Ingredients
Equipment
Method
- Line your baking pan with parchment paper, leaving some overhang for easy removal.
- In a food processor, pulse the soaked dates until they form a sticky, slightly chunky paste. This may take about 30 seconds to a minute, and you’ll hear a faint scraping sound as the dates blend.
- In a large mixing bowl, combine the toasted oats, chopped nuts, and sea salt. Stir with a spoon to evenly distribute the ingredients and enhance the toasty aroma.
- In a small saucepan over low heat, warm the honey and vanilla extract, gently stirring until the mixture is smooth and fragrant, about 2 minutes. You’ll notice a slight bubbling and a sweet aroma filling the kitchen.
- Pour the warm honey mixture over the dry ingredients, then add the date paste.
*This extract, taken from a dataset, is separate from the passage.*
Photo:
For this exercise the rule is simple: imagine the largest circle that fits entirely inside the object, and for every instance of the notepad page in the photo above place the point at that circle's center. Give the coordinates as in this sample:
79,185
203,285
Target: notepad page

Use a spatula to mix everything thoroughly, ensuring the sticky mixture coats all the dry ingredients evenly. It should become thick and sticky, with a rich aroma of honey and toasted oats.
- Transfer the mixture into the prepared pan. Using the back of a spatula or your fingers, press firmly and evenly into the pan, about 1 inch thick. The surface should be smooth and compact, with a satisfying resistance when pressed.
- Place the pan in the fridge and chill for at least 2 hours until the mixture is firm and set. You’ll hear a slight crackling as it cools and the mixture tightens.
- Once cooled and firm, lift the entire block out of the pan using the parchment overhang. Place it on a cutting board and slice into 8 to 10 bars or squares with a sharp knife. Wipe the knife clean between cuts for neat edges.
- Serve the bars immediately or store them in an airtight container in the fridge. They will keep fresh for up to a week, with a chewy, moist texture and a deliciously nutty aroma.
Notes
For extra flavor, sprinkle a pinch of sea salt flakes on top before chilling. Toast the oats beforehand for a richer, nuttier aroma. Feel free to add dried fruit or cacao nibs for variation.